How do I generate an MD5 digest for a web page?
Author: Deron Eriksson
Description: This Java tutorial describes how to generate an MD5 digest for a URL.
Tutorial created using: Windows XP || JDK 1.5.0_09 || Eclipse Web Tools Platform 2.0 (Eclipse 3.3.0)


The MessageDigest class makes it easy to generate a digest from an InputStream. Since the URL class has an openStream() method that returns an InputStream, we can easily connect the content of a URL to a MessageDigest to generate a digest for that URL. The MessageDigestForUrl class generates an MD5W digest for http://www.google.com.

MessageDigestForUrl.java

package test;

import java.io.FileNotFoundException;
import java.io.IOException;
import java.io.InputStream;
import java.net.URL;
import java.security.MessageDigest;
import java.security.NoSuchAlgorithmException;

import org.apache.commons.codec.binary.Hex;

public class MessageDigestForUrl {

	public static void main(String[] args) throws NoSuchAlgorithmException, FileNotFoundException, IOException {

		URL url = new URL("http://www.google.com");
		InputStream is = url.openStream();
		MessageDigest md = MessageDigest.getInstance("MD5");
		String digest = getDigest(is, md, 2048);

		System.out.println("MD5 Digest:" + digest);

	}

	public static String getDigest(InputStream is, MessageDigest md, int byteArraySize)
			throws NoSuchAlgorithmException, IOException {

		md.reset();
		byte[] bytes = new byte[byteArraySize];
		int numBytes;
		while ((numBytes = is.read(bytes)) != -1) {
			md.update(bytes, 0, numBytes);
		}
		byte[] digest = md.digest();
		String result = new String(Hex.encodeHex(digest));
		return result;
	}

}

If I execute MessageDigestForUrl right now, I get the following result:

MD5 Digest:4197db86818b67b66903ac62cd2bd04b

If I execute it again now, I get the following:

MD5 Digest:bcd1e22ac22842d3a7465584bca36a82

As you can see, the MD5 digest is different, indicating that the web page source code has changed!

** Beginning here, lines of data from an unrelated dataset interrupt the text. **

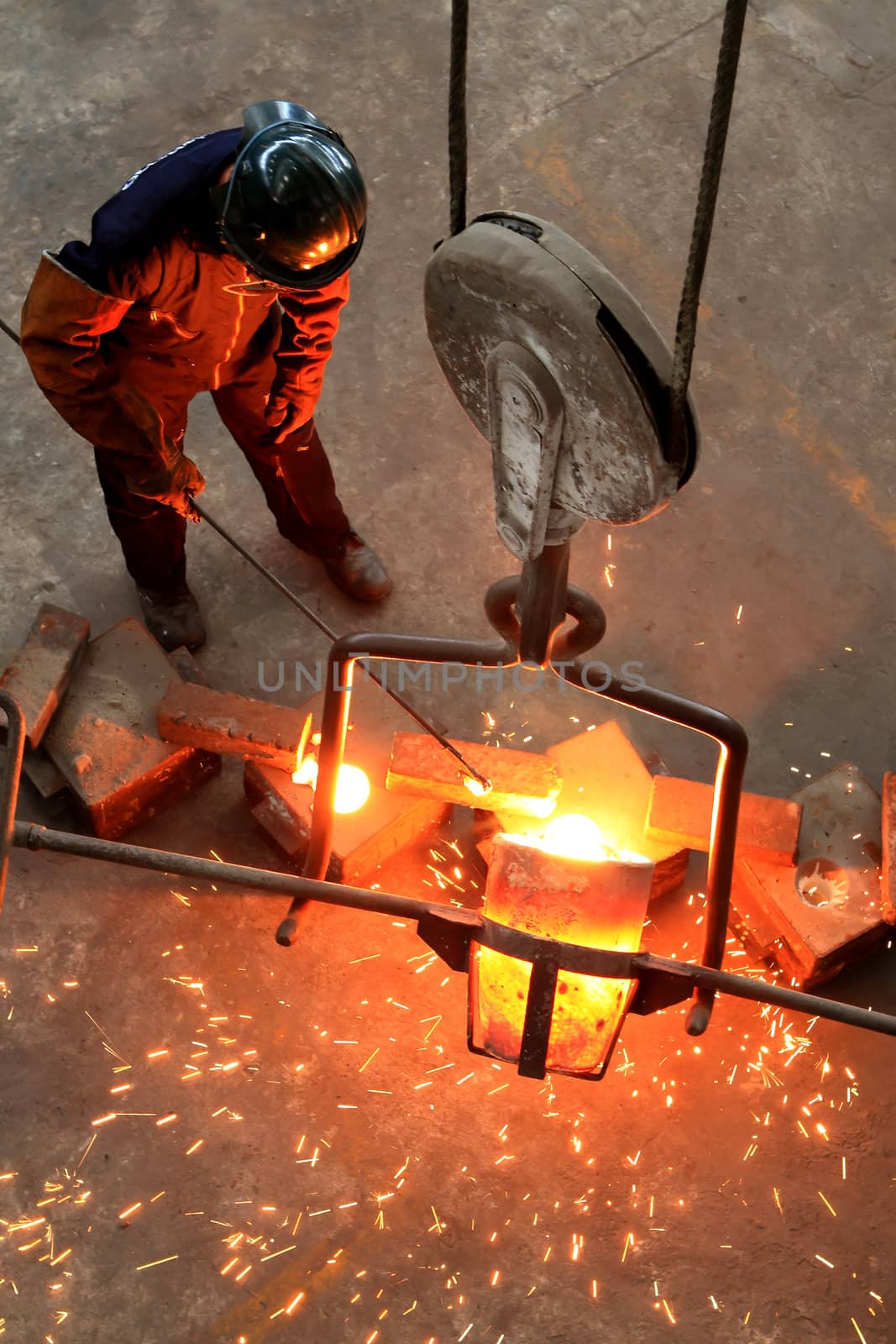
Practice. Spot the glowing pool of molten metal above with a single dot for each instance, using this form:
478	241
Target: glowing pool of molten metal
569	885
352	785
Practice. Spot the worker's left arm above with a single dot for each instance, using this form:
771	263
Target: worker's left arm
309	324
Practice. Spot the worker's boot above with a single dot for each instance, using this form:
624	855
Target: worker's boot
174	617
358	570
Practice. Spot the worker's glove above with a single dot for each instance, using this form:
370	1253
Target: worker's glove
174	484
286	430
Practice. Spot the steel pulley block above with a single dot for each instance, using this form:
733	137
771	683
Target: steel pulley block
562	370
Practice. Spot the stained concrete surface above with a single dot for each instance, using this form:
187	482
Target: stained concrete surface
705	1216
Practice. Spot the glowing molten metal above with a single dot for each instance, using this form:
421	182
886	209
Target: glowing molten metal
352	785
571	886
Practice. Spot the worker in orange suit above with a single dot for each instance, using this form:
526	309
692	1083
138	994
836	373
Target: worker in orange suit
222	266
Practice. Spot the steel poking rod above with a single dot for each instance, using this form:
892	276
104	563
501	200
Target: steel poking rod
322	625
332	636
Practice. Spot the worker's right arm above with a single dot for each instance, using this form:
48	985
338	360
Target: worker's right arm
63	323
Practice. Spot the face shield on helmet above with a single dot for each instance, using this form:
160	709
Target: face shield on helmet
295	208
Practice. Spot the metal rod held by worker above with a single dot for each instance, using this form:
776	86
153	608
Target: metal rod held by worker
332	636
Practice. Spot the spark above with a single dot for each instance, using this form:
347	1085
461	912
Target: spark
152	1263
275	1254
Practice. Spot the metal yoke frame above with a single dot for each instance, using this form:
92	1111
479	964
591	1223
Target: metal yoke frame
537	638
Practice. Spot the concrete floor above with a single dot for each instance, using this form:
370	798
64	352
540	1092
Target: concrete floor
477	1207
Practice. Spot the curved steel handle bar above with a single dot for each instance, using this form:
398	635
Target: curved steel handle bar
9	780
449	931
723	833
344	654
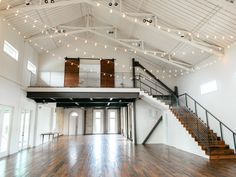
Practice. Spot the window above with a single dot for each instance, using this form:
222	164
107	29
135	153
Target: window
31	67
208	87
10	50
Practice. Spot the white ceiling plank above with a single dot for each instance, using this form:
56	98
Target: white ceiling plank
138	50
23	8
87	28
155	29
40	37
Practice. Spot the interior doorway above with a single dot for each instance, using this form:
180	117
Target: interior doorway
112	121
73	124
5	123
98	121
24	129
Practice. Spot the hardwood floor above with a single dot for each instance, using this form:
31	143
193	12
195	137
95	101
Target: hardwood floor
108	156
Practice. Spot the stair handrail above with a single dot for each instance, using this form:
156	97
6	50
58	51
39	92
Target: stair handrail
149	80
150	87
137	64
207	119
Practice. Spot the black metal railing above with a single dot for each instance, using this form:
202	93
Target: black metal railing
207	118
153	88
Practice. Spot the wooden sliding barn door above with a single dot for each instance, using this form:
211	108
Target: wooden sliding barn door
71	76
107	73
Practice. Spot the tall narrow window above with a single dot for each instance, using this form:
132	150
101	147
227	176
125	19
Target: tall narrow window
112	121
98	121
10	50
31	67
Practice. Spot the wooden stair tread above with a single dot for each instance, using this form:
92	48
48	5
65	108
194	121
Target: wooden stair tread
205	137
218	157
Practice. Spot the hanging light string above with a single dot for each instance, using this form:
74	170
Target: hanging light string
46	27
124	16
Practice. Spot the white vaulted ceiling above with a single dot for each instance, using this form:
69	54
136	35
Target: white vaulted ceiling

If you examine the www.google.com source code, you can see that it has indeed changed in a couple places. Most likely, these changes are a timestamp or a unique indicator so that Google can gain statistical information to improve their searches.

MD5 digests can be used to determine if a web page has changed, which can be useful if you manage a lot of web pages. Instead of storing all of the web page source code to look for changes, you can store an MD5 digest, which will be different if your source code for a web page changes.